Pero él puso patas arriba toda la tradición escolar tan rápida y completamente que Ilse, que se vanagloriaba de ponerlo patas arriba todo y que odiaba la rutina, fue la única alumna que lo quiso desde el primer momento. Algunos nunca llegaron a quererlo (los del tipo de Rhoda Stuart, por ejemplo) pero casi todos terminaron encariñándose con él cuando pudieron acostumbrarse a no acostumbrarse nunca a nada. Y Emily, por fin, decidió que el maestro le gustaba muchísimo.

El señor Carpenter tenía entre cuarenta y cincuenta años y era un hombre alto, con abundantes cabellos grises y espesos, bigote y cejas grises e hirsutos, barba truculenta, luminosos ojos azules en los cuales su vida turbulenta no había aún apagado el fuego y un rostro largo, delgado, grisáceo, con profundas arrugas. Vivía en una casa de dos habitaciones cerca de la escuela, con una esposa que parecía un ratoncito tímido. Nunca hablaba de su pasado ni daba explicaciones por el hecho de que a su edad no tuviera una profesión mejor que la de enseñar en una escuela rural por un salario magro, pero al poco tiempo se supo la verdad.

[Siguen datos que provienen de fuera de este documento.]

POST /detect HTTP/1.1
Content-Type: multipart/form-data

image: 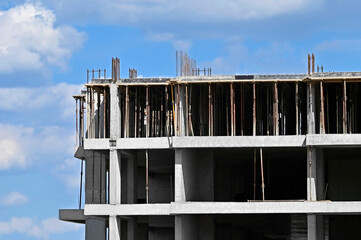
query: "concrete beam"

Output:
[173,135,306,148]
[84,135,306,150]
[59,209,86,223]
[306,134,361,147]
[84,201,361,216]
[84,204,171,216]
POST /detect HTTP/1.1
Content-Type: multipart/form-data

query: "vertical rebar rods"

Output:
[253,82,256,136]
[208,83,213,136]
[320,81,325,134]
[273,82,279,136]
[342,80,347,134]
[259,148,265,201]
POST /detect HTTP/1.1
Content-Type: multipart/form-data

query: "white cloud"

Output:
[1,192,28,206]
[0,3,85,73]
[315,39,361,52]
[55,158,81,189]
[47,0,322,24]
[0,217,82,239]
[0,83,83,118]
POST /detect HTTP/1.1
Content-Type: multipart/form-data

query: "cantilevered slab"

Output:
[173,135,305,148]
[171,201,361,215]
[306,134,361,147]
[84,201,361,216]
[59,209,86,223]
[84,203,171,216]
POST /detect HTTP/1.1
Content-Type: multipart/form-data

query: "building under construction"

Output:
[59,53,361,240]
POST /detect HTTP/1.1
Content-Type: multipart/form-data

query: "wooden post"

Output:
[240,84,244,136]
[253,149,257,200]
[259,148,265,201]
[145,86,150,137]
[103,87,107,138]
[208,83,213,136]
[253,82,256,136]
[342,80,347,134]
[295,82,300,135]
[273,82,279,136]
[124,86,129,138]
[320,80,326,134]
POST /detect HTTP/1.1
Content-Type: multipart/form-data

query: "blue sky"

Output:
[0,0,361,240]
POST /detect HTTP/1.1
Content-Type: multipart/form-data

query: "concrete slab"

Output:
[173,135,306,148]
[84,204,171,216]
[84,201,361,216]
[306,134,361,147]
[59,209,86,223]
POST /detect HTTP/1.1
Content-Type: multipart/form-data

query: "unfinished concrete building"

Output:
[59,54,361,240]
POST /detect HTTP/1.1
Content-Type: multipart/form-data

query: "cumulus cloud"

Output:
[0,217,82,239]
[47,0,321,24]
[0,83,83,118]
[55,158,80,189]
[0,3,85,73]
[1,192,28,206]
[315,39,361,52]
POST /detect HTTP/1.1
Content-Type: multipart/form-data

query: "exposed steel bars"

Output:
[320,81,326,134]
[253,82,256,136]
[259,148,265,201]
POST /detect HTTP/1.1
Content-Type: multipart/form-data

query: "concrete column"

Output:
[175,215,198,240]
[198,215,215,240]
[178,85,187,136]
[85,218,106,240]
[197,150,214,202]
[307,214,325,240]
[127,154,137,204]
[127,217,137,240]
[174,149,198,202]
[108,216,121,240]
[109,149,121,204]
[110,83,121,140]
[307,147,325,240]
[307,147,325,201]
[307,83,317,134]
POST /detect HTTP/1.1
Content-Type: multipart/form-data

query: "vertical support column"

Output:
[230,82,236,136]
[342,80,347,134]
[109,149,121,204]
[110,83,121,140]
[320,80,326,134]
[124,86,129,138]
[295,82,301,135]
[175,215,198,240]
[109,215,121,240]
[273,82,279,136]
[252,82,257,136]
[85,217,106,240]
[208,83,213,136]
[177,84,188,136]
[145,85,150,137]
[174,149,198,202]
[307,82,316,134]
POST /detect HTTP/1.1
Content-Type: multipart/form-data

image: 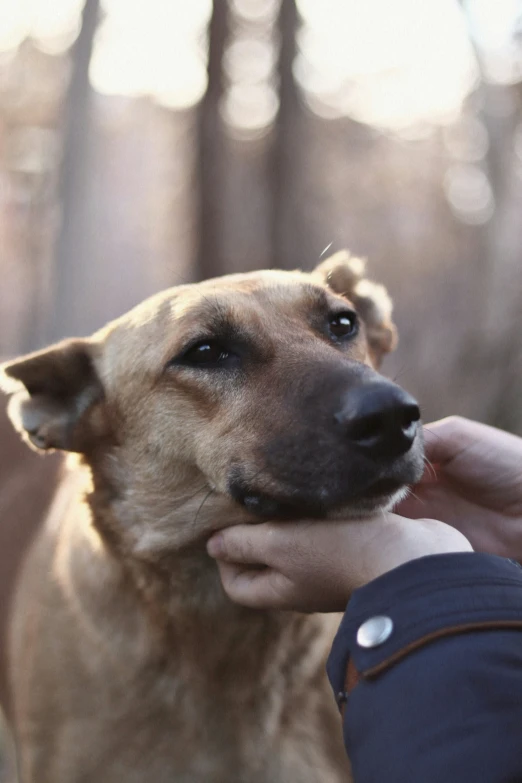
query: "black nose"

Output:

La Isla Príncipe Eduardo es una provincia pequeña y todos sus habitantes saben algo de todos los demás. De modo que al final, la gente de Blair Water y hasta los niños de la escuela supieron que el señor Carpenter había sido en su juventud un brillante estudiante y que aspiraba a formar parte del gobierno. Sin embargo, en el colegio se había juntado con «un grupo de disolutos» (la gente de Blair Water asentía despacio y susurraba con solemnidad la desagradable frase) y aquel grupo lo había arruinado. «Se dio a la bebida» y, en términos generales, destrozó su porvenir. Y el resultado era que Francis Carpenter, que en sus dos primeros años en McGill había sido el primero de su clase y a quien sus profesores le pronosticaron un brillante porvenir era, a los cuarenta y cinco, un maestro de escuela rural sin perspectivas de ser nunca otra cosa. Tal vez estaba resignado; tal vez no. Nadie lo supo nunca, ni siquiera el ratoncito tímido de su esposa. A la gente de Blair Water le traía sin cuidado: era un buen maestro y eso era lo que importaba. Aunque de vez en cuando se «agarraba una buena», siempre lo hacía los sábados y el lunes estaba completamente sobrio. Sobrio y especialmente digno, vestido con una americana de un negro desleído que no se ponía nunca otro día de la semana. No invitaba a la conmiseración ni adoptaba poses trágicas. Pero a veces, cuando Emily lo miraba a la cara, inclinado sobre los problemas de aritmética en la escuela de Blair Water, sentía una pena enorme por él sin comprender en lo más mínimo por qué.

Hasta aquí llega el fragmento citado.